His little sympathy with the Ali Brothers’ Khilafat Movement in Turkey and his favour of unitary government at the first Round Table Conference because of its diversity and unviablity of federal propositions are some of very lucid example of federal propositions are some of very lucid example of his ambiguous policy.

So for any proper evaluation of his work it’s quite essential to conduct a comprehensive introspection in the light of diverse time frame and issues, otherwise any judgments would be ended with improper and frivolous ramifications. So, reaching on an amicable convergence is impossible by vilifying own national heroes in the context of an amorphous act to glorify a man of contradictory nature. Despite this Mr. Jinnah even during his most fractional state never undermine the viability of strong friendship between Pakistan and India besides he also shown great faith in democracy which in subsequent phase strucked downwardly in absence of his own replacement with equal international stature and unquestioned authority over the masses.
He might have been facing many anxious thoughts about the future of newly created Pakistan.Indeed he shown some temptation for secular ideas in his initial days of career but he couldn’t sustained it for longer time; consequently Independence could be materialized only for two divided nation.

So, with such harsh consequences of a long cherished dream of millions of Indian the leaving British colonizers received an unexpected and permanent gift in terms of a long- stretch of disturb south Asia. The British colonizers found a very inevitable place for them in upcoming level playing fields of diplomacy in south, such hassle free materialization of theirs dream became possible through a very synchronized political approach of Muslim League; there folly even haunting today the Pakistan and region in terms of a consistent western intervention in their own pursuits.

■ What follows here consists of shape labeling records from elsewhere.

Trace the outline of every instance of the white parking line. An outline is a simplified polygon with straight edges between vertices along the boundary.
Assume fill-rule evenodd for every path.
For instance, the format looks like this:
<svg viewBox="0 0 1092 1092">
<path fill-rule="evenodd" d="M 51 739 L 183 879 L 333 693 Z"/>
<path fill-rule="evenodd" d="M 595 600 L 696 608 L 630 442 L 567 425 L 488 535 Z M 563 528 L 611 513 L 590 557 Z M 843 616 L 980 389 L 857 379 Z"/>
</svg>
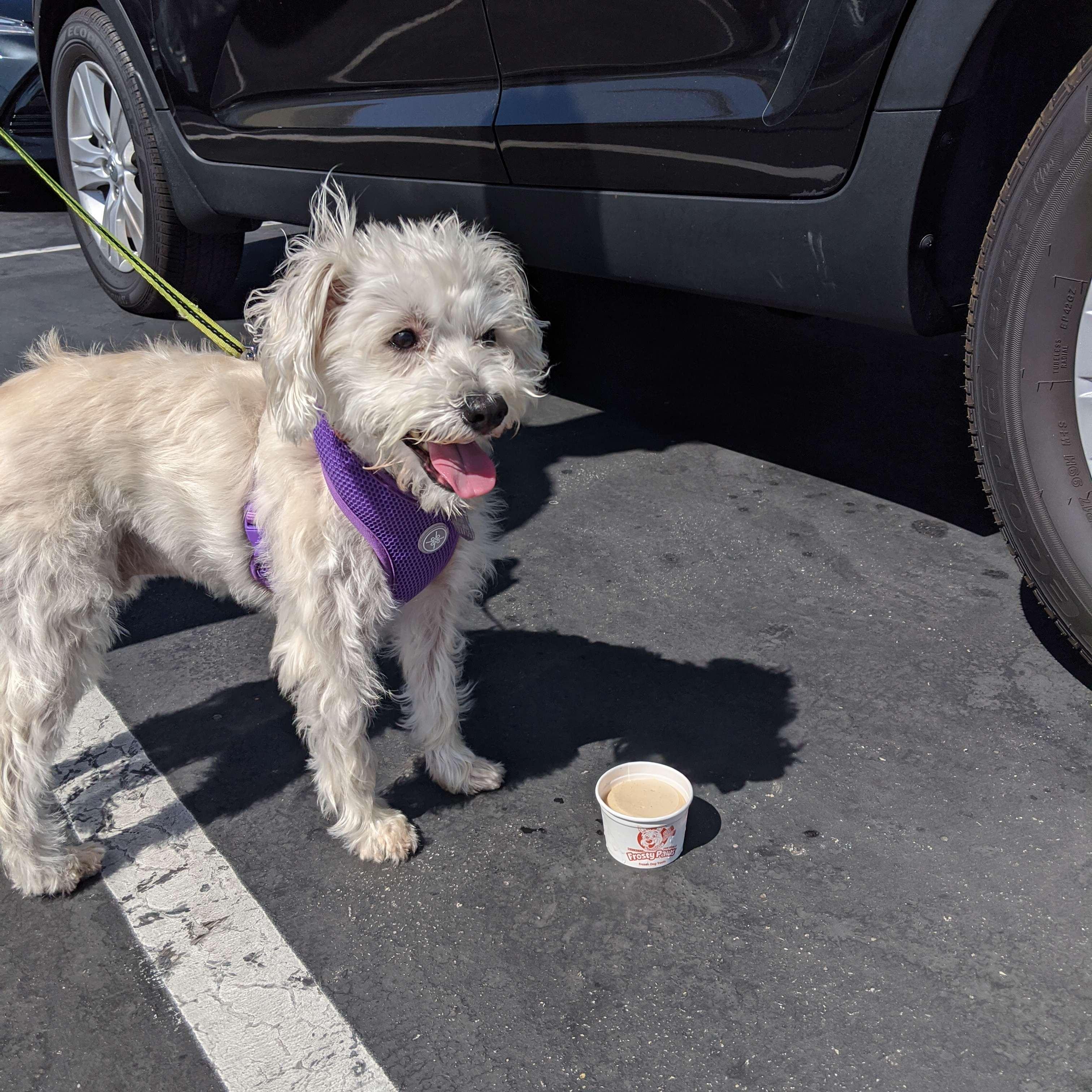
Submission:
<svg viewBox="0 0 1092 1092">
<path fill-rule="evenodd" d="M 9 250 L 0 258 L 25 258 L 27 254 L 56 254 L 60 250 L 79 250 L 79 242 L 66 242 L 63 247 L 38 247 L 36 250 Z"/>
<path fill-rule="evenodd" d="M 69 739 L 57 798 L 228 1092 L 394 1092 L 99 690 Z"/>
</svg>

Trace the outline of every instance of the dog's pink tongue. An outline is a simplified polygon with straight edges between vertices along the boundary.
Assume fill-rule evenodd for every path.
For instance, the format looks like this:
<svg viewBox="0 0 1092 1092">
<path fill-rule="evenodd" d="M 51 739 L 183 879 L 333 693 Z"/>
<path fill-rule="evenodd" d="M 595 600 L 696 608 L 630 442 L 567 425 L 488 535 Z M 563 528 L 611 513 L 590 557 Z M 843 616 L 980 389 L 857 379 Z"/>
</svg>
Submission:
<svg viewBox="0 0 1092 1092">
<path fill-rule="evenodd" d="M 497 484 L 497 467 L 476 443 L 430 443 L 428 458 L 436 473 L 467 500 Z"/>
</svg>

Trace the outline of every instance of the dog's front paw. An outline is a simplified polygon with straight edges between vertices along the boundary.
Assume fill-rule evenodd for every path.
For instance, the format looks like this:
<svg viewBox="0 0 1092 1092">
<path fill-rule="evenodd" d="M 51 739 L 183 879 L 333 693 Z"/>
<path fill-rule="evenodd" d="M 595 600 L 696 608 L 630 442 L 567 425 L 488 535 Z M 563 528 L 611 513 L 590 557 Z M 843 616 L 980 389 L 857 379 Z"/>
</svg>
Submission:
<svg viewBox="0 0 1092 1092">
<path fill-rule="evenodd" d="M 473 796 L 488 793 L 505 784 L 505 768 L 499 762 L 479 758 L 472 751 L 430 751 L 425 756 L 428 775 L 449 793 Z"/>
<path fill-rule="evenodd" d="M 56 864 L 13 868 L 12 880 L 23 894 L 71 894 L 80 880 L 94 876 L 103 867 L 105 852 L 97 842 L 73 845 Z"/>
<path fill-rule="evenodd" d="M 354 838 L 349 850 L 361 860 L 402 862 L 420 845 L 417 828 L 401 812 L 391 811 L 376 819 Z"/>
</svg>

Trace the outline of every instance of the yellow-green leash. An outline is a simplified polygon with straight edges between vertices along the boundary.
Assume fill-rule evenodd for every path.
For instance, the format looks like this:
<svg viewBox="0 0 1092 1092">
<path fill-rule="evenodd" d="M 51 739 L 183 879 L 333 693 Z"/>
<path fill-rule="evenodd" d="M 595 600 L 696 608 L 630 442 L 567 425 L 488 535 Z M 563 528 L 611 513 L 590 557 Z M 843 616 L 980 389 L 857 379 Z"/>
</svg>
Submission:
<svg viewBox="0 0 1092 1092">
<path fill-rule="evenodd" d="M 0 140 L 3 142 L 56 193 L 61 201 L 93 232 L 97 232 L 114 249 L 129 262 L 171 307 L 178 311 L 178 317 L 197 327 L 214 345 L 232 356 L 242 356 L 245 346 L 234 334 L 228 333 L 218 322 L 213 321 L 191 299 L 187 299 L 174 285 L 168 284 L 147 262 L 141 260 L 123 242 L 119 241 L 102 224 L 92 216 L 79 201 L 62 186 L 55 181 L 35 161 L 19 146 L 2 126 Z"/>
</svg>

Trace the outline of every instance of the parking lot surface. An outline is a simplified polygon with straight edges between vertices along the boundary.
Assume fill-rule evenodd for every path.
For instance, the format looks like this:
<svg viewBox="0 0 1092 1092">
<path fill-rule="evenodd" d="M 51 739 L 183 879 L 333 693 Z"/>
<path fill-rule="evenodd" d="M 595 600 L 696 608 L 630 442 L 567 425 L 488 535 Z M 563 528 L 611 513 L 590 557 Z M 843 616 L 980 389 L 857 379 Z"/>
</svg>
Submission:
<svg viewBox="0 0 1092 1092">
<path fill-rule="evenodd" d="M 0 214 L 5 372 L 55 325 L 191 336 L 117 310 L 79 250 L 2 257 L 71 241 Z M 554 394 L 498 444 L 467 663 L 505 787 L 435 787 L 388 707 L 381 784 L 424 846 L 351 858 L 270 621 L 175 581 L 109 656 L 124 725 L 403 1092 L 1087 1092 L 1092 676 L 993 533 L 958 337 L 532 283 Z M 593 786 L 645 758 L 697 798 L 685 855 L 637 873 Z M 104 880 L 4 880 L 0 917 L 0 1087 L 222 1087 Z"/>
</svg>

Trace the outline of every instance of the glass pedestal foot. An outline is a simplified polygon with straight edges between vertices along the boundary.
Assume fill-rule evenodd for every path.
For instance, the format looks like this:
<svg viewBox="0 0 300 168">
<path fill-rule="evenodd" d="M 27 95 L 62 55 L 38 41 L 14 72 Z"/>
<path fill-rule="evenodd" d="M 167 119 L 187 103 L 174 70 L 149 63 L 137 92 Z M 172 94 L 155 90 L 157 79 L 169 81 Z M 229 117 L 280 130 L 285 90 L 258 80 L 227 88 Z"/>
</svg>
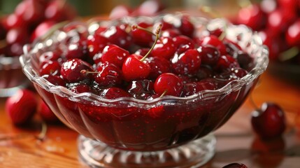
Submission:
<svg viewBox="0 0 300 168">
<path fill-rule="evenodd" d="M 84 136 L 78 137 L 80 158 L 92 167 L 199 167 L 215 154 L 213 134 L 179 147 L 152 152 L 116 149 Z"/>
</svg>

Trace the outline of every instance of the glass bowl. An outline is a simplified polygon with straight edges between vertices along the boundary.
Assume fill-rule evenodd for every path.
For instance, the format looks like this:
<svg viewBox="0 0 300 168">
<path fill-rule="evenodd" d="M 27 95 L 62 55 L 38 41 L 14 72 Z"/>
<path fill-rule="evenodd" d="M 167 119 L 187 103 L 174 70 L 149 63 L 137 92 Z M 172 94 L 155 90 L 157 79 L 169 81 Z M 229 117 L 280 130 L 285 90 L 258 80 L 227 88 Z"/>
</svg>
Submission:
<svg viewBox="0 0 300 168">
<path fill-rule="evenodd" d="M 19 57 L 0 55 L 0 97 L 11 96 L 29 83 L 30 80 L 22 71 Z"/>
<path fill-rule="evenodd" d="M 24 73 L 41 97 L 65 125 L 80 134 L 79 155 L 85 162 L 93 167 L 198 167 L 213 156 L 216 140 L 213 132 L 254 88 L 267 67 L 269 52 L 256 32 L 245 26 L 221 19 L 192 19 L 197 24 L 226 24 L 226 38 L 254 58 L 248 74 L 218 90 L 184 98 L 112 100 L 90 92 L 74 93 L 38 75 L 38 57 L 58 46 L 57 34 L 29 45 L 31 49 L 20 57 Z"/>
</svg>

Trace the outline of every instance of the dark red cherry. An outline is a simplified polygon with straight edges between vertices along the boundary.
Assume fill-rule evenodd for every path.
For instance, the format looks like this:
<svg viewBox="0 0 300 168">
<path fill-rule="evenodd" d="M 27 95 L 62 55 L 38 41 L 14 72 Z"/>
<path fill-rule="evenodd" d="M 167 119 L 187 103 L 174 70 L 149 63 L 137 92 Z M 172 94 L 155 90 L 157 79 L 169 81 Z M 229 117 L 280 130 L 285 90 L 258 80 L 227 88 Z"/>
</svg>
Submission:
<svg viewBox="0 0 300 168">
<path fill-rule="evenodd" d="M 151 71 L 149 74 L 150 78 L 155 79 L 162 74 L 171 71 L 170 61 L 164 57 L 150 57 L 145 60 L 148 62 L 151 68 Z"/>
<path fill-rule="evenodd" d="M 175 54 L 174 42 L 171 37 L 162 36 L 155 44 L 152 55 L 153 57 L 162 57 L 169 59 Z"/>
<path fill-rule="evenodd" d="M 254 131 L 262 139 L 271 139 L 283 134 L 286 127 L 285 113 L 277 104 L 264 103 L 261 109 L 252 113 Z"/>
<path fill-rule="evenodd" d="M 126 80 L 145 79 L 149 76 L 151 67 L 147 62 L 141 61 L 141 59 L 143 56 L 135 54 L 125 59 L 122 71 Z"/>
<path fill-rule="evenodd" d="M 224 55 L 227 53 L 226 50 L 226 46 L 222 41 L 220 41 L 217 36 L 210 35 L 209 36 L 204 36 L 199 41 L 199 46 L 213 46 L 217 48 L 220 51 L 220 55 Z"/>
<path fill-rule="evenodd" d="M 253 57 L 245 52 L 238 52 L 233 55 L 233 57 L 238 61 L 241 68 L 247 71 L 250 71 L 254 66 Z"/>
<path fill-rule="evenodd" d="M 150 50 L 150 48 L 142 48 L 137 50 L 136 52 L 134 52 L 134 54 L 139 55 L 145 55 L 149 52 Z M 148 57 L 152 57 L 153 56 L 152 55 L 151 52 L 150 52 Z"/>
<path fill-rule="evenodd" d="M 154 84 L 155 93 L 160 95 L 179 97 L 183 89 L 183 80 L 171 73 L 164 73 L 157 77 Z"/>
<path fill-rule="evenodd" d="M 192 82 L 184 84 L 180 97 L 188 97 L 197 94 L 204 90 L 215 90 L 217 86 L 215 83 L 209 80 Z"/>
<path fill-rule="evenodd" d="M 103 50 L 102 53 L 96 55 L 94 58 L 95 63 L 100 61 L 102 62 L 108 62 L 115 65 L 122 67 L 125 59 L 129 55 L 129 52 L 116 46 L 110 44 L 106 46 Z"/>
<path fill-rule="evenodd" d="M 117 85 L 122 83 L 121 69 L 113 64 L 99 63 L 97 71 L 94 79 L 99 86 Z"/>
<path fill-rule="evenodd" d="M 104 31 L 102 35 L 107 38 L 110 43 L 127 49 L 131 45 L 131 37 L 126 31 L 127 27 L 126 24 L 112 26 Z"/>
<path fill-rule="evenodd" d="M 154 83 L 148 79 L 131 81 L 127 92 L 134 98 L 146 100 L 154 94 Z"/>
<path fill-rule="evenodd" d="M 130 94 L 121 88 L 112 87 L 103 90 L 99 96 L 108 99 L 115 99 L 120 97 L 130 97 Z"/>
<path fill-rule="evenodd" d="M 202 64 L 215 65 L 220 57 L 220 51 L 215 47 L 210 45 L 199 46 L 197 48 L 200 55 Z"/>
<path fill-rule="evenodd" d="M 101 52 L 108 44 L 108 39 L 99 34 L 90 35 L 87 40 L 87 52 L 90 57 L 93 57 L 97 53 Z"/>
<path fill-rule="evenodd" d="M 91 65 L 80 59 L 71 59 L 62 64 L 60 74 L 68 83 L 90 80 L 92 75 L 82 73 L 83 70 L 92 71 Z"/>
<path fill-rule="evenodd" d="M 65 52 L 65 57 L 67 59 L 83 59 L 87 53 L 85 43 L 72 43 L 69 44 Z"/>
<path fill-rule="evenodd" d="M 61 55 L 62 51 L 59 50 L 47 51 L 38 57 L 38 61 L 41 64 L 47 63 L 48 61 L 60 61 Z"/>
<path fill-rule="evenodd" d="M 66 86 L 66 82 L 59 76 L 44 75 L 42 77 L 55 85 Z"/>
<path fill-rule="evenodd" d="M 162 36 L 165 37 L 176 37 L 180 36 L 181 34 L 179 30 L 176 29 L 165 29 L 162 32 Z"/>
<path fill-rule="evenodd" d="M 71 83 L 68 85 L 68 88 L 76 93 L 91 92 L 92 91 L 90 85 L 85 83 Z"/>
<path fill-rule="evenodd" d="M 238 62 L 231 56 L 226 55 L 220 57 L 215 69 L 218 71 L 229 71 L 238 67 L 240 67 Z"/>
<path fill-rule="evenodd" d="M 222 168 L 248 168 L 248 167 L 246 167 L 243 163 L 231 163 L 223 167 Z"/>
<path fill-rule="evenodd" d="M 194 36 L 195 27 L 194 24 L 191 22 L 190 16 L 183 15 L 180 19 L 180 25 L 178 27 L 182 34 L 192 37 Z"/>
<path fill-rule="evenodd" d="M 48 61 L 40 66 L 40 76 L 59 75 L 62 66 L 57 61 Z"/>
<path fill-rule="evenodd" d="M 210 66 L 201 64 L 196 73 L 196 76 L 199 80 L 211 78 L 215 75 L 213 69 Z"/>
<path fill-rule="evenodd" d="M 173 69 L 181 75 L 195 74 L 201 62 L 200 55 L 196 49 L 189 49 L 180 55 L 175 54 L 171 59 Z"/>
<path fill-rule="evenodd" d="M 143 29 L 149 29 L 152 27 L 152 24 L 151 23 L 141 22 L 138 23 L 137 26 Z M 141 29 L 133 29 L 131 32 L 131 34 L 134 43 L 142 47 L 151 46 L 155 40 L 152 34 Z"/>
<path fill-rule="evenodd" d="M 178 54 L 181 54 L 189 49 L 194 49 L 195 46 L 193 40 L 183 35 L 173 38 L 173 41 Z"/>
<path fill-rule="evenodd" d="M 155 24 L 154 27 L 157 27 L 159 24 L 162 24 L 162 30 L 164 31 L 166 29 L 171 29 L 174 28 L 174 25 L 169 22 L 166 22 L 164 19 L 162 20 L 160 22 Z"/>
<path fill-rule="evenodd" d="M 265 26 L 266 14 L 257 4 L 252 4 L 242 8 L 238 13 L 238 24 L 245 24 L 255 30 L 259 30 Z"/>
<path fill-rule="evenodd" d="M 285 40 L 290 46 L 300 46 L 300 19 L 289 26 L 285 32 Z"/>
</svg>

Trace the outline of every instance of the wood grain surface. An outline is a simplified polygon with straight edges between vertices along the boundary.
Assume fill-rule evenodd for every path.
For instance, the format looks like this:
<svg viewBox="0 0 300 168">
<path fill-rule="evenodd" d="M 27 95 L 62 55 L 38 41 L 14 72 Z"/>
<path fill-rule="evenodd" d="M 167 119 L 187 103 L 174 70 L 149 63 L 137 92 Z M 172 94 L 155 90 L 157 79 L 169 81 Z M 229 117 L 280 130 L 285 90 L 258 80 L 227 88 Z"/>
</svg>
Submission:
<svg viewBox="0 0 300 168">
<path fill-rule="evenodd" d="M 250 125 L 254 107 L 248 99 L 215 132 L 216 154 L 203 167 L 220 168 L 231 162 L 242 162 L 249 168 L 300 167 L 299 85 L 264 74 L 252 96 L 257 106 L 272 102 L 282 106 L 288 121 L 284 136 L 267 142 L 255 136 Z M 78 157 L 78 133 L 62 124 L 48 125 L 45 140 L 36 140 L 41 120 L 36 118 L 22 127 L 13 125 L 5 113 L 5 101 L 0 99 L 1 168 L 87 167 Z"/>
</svg>

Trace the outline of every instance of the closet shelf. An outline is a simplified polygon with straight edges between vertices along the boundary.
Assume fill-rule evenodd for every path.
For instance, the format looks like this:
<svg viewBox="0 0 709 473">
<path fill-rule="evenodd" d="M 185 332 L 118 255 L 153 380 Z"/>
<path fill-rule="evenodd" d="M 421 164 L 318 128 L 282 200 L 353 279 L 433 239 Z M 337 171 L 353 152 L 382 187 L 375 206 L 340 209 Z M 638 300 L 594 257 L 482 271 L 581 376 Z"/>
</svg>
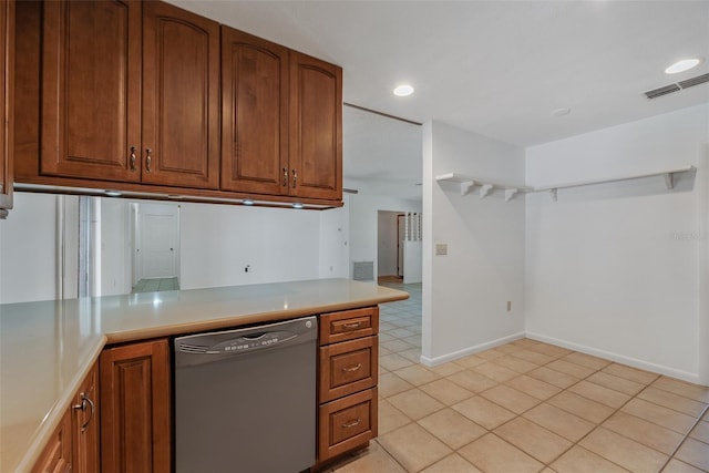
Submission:
<svg viewBox="0 0 709 473">
<path fill-rule="evenodd" d="M 466 176 L 458 173 L 441 174 L 439 176 L 435 176 L 435 181 L 438 181 L 439 183 L 441 182 L 459 183 L 461 185 L 461 195 L 467 195 L 472 192 L 474 186 L 480 186 L 481 197 L 485 197 L 492 189 L 504 189 L 505 202 L 510 200 L 516 193 L 533 193 L 533 192 L 548 192 L 552 195 L 552 198 L 556 200 L 558 189 L 590 186 L 594 184 L 606 184 L 606 183 L 617 183 L 623 181 L 643 179 L 646 177 L 656 177 L 656 176 L 664 176 L 665 185 L 667 186 L 668 189 L 671 189 L 675 187 L 676 174 L 687 173 L 695 169 L 696 169 L 695 166 L 681 166 L 681 167 L 675 167 L 671 169 L 657 171 L 654 173 L 627 174 L 627 175 L 608 177 L 603 179 L 577 181 L 573 183 L 559 183 L 559 184 L 545 185 L 545 186 L 538 186 L 538 187 L 531 187 L 531 186 L 516 185 L 516 184 L 503 184 L 500 182 L 485 179 L 483 177 L 472 177 L 472 176 Z"/>
<path fill-rule="evenodd" d="M 533 192 L 534 189 L 521 184 L 501 183 L 484 177 L 471 177 L 463 174 L 450 173 L 435 176 L 435 181 L 458 183 L 461 185 L 461 195 L 467 195 L 473 191 L 473 187 L 480 187 L 480 197 L 483 198 L 490 194 L 493 189 L 504 189 L 505 202 L 510 200 L 517 193 Z"/>
</svg>

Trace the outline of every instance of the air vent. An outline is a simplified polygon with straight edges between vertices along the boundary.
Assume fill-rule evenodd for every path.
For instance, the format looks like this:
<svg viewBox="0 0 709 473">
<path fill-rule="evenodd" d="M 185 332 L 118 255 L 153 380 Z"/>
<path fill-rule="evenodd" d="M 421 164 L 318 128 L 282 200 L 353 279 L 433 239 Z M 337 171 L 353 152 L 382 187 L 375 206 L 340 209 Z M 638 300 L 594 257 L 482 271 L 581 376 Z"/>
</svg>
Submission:
<svg viewBox="0 0 709 473">
<path fill-rule="evenodd" d="M 703 84 L 705 82 L 709 82 L 709 73 L 687 79 L 686 81 L 678 82 L 678 84 L 682 89 L 689 89 L 693 88 L 695 85 Z"/>
<path fill-rule="evenodd" d="M 709 73 L 697 75 L 696 78 L 689 78 L 684 81 L 677 82 L 676 84 L 665 85 L 644 93 L 648 99 L 657 99 L 658 96 L 671 94 L 672 92 L 679 92 L 682 89 L 693 88 L 695 85 L 703 84 L 707 82 L 709 82 Z"/>
<path fill-rule="evenodd" d="M 681 89 L 679 89 L 679 85 L 669 84 L 669 85 L 665 85 L 664 88 L 659 88 L 659 89 L 655 89 L 655 90 L 645 92 L 645 95 L 648 99 L 657 99 L 658 96 L 671 94 L 672 92 L 679 92 L 680 90 Z"/>
</svg>

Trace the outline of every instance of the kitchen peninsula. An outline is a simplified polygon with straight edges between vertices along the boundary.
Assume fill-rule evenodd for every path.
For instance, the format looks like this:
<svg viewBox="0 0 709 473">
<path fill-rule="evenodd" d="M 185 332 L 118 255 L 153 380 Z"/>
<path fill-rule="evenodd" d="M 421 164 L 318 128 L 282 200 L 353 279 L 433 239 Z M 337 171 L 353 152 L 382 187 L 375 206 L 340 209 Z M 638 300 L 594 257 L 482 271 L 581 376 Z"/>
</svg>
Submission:
<svg viewBox="0 0 709 473">
<path fill-rule="evenodd" d="M 109 346 L 351 309 L 378 313 L 378 304 L 408 297 L 320 279 L 0 305 L 0 471 L 31 471 Z M 377 325 L 372 317 L 373 333 Z"/>
</svg>

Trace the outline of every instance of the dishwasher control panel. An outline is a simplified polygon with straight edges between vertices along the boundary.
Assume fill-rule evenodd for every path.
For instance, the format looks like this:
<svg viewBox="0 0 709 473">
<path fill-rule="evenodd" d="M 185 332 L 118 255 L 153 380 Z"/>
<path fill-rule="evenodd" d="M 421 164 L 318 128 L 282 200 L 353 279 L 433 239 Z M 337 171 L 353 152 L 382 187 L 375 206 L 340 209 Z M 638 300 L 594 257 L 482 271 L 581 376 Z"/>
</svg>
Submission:
<svg viewBox="0 0 709 473">
<path fill-rule="evenodd" d="M 214 347 L 212 347 L 212 349 L 209 349 L 209 351 L 216 353 L 253 350 L 256 348 L 271 347 L 282 341 L 291 340 L 295 337 L 297 337 L 296 333 L 282 330 L 275 332 L 254 333 L 215 345 Z"/>
</svg>

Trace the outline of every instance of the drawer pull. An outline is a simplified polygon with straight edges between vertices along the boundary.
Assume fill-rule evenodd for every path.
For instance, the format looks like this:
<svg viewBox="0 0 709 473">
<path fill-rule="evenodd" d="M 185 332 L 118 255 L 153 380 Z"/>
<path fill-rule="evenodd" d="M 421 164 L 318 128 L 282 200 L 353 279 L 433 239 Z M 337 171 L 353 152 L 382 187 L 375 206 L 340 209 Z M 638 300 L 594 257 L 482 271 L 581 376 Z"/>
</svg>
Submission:
<svg viewBox="0 0 709 473">
<path fill-rule="evenodd" d="M 353 426 L 357 426 L 357 425 L 359 425 L 359 423 L 360 423 L 361 421 L 362 421 L 361 419 L 357 418 L 357 420 L 356 420 L 356 421 L 349 421 L 349 422 L 346 422 L 346 423 L 343 423 L 343 424 L 342 424 L 342 429 L 351 429 L 351 428 L 353 428 Z"/>
<path fill-rule="evenodd" d="M 348 367 L 346 367 L 346 368 L 342 368 L 342 371 L 345 371 L 345 372 L 347 372 L 347 373 L 351 373 L 351 372 L 353 372 L 353 371 L 359 370 L 360 368 L 362 368 L 362 363 L 357 363 L 357 364 L 356 364 L 356 366 L 353 366 L 353 367 L 349 367 L 349 368 L 348 368 Z"/>
<path fill-rule="evenodd" d="M 81 433 L 84 433 L 86 431 L 86 429 L 89 429 L 89 424 L 91 423 L 91 420 L 93 419 L 93 411 L 95 409 L 95 405 L 94 405 L 93 401 L 91 400 L 91 398 L 89 398 L 85 393 L 82 392 L 81 393 L 81 404 L 75 404 L 73 407 L 76 411 L 82 411 L 83 412 L 83 411 L 86 410 L 86 403 L 91 408 L 91 414 L 89 415 L 89 420 L 81 425 Z"/>
<path fill-rule="evenodd" d="M 357 330 L 362 326 L 362 322 L 342 323 L 345 330 Z"/>
</svg>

Even Jinnah was completely failed to endure his own democratic vision for Pakistan in later period; in no manner he does deserves the epithet like “secular” and any glorification's of his role as torch bearer of secularism would be misleading in an integrated assessment. It would have been quite better for Mr. Jaswant Singh to focus on his meticulous Statesmen quality rather than getting involved in frisking a very in-depth and complex side of his character. Whatever may be further reaction on such more subversive standpoints it must be taken in mind by the every creative person to avail their autonomy judiciously and never on the cost of India’s moral principles which culminated over the long period and sacrifices of countless martyrs. Unsolicited aberrations must be avoided for common goods.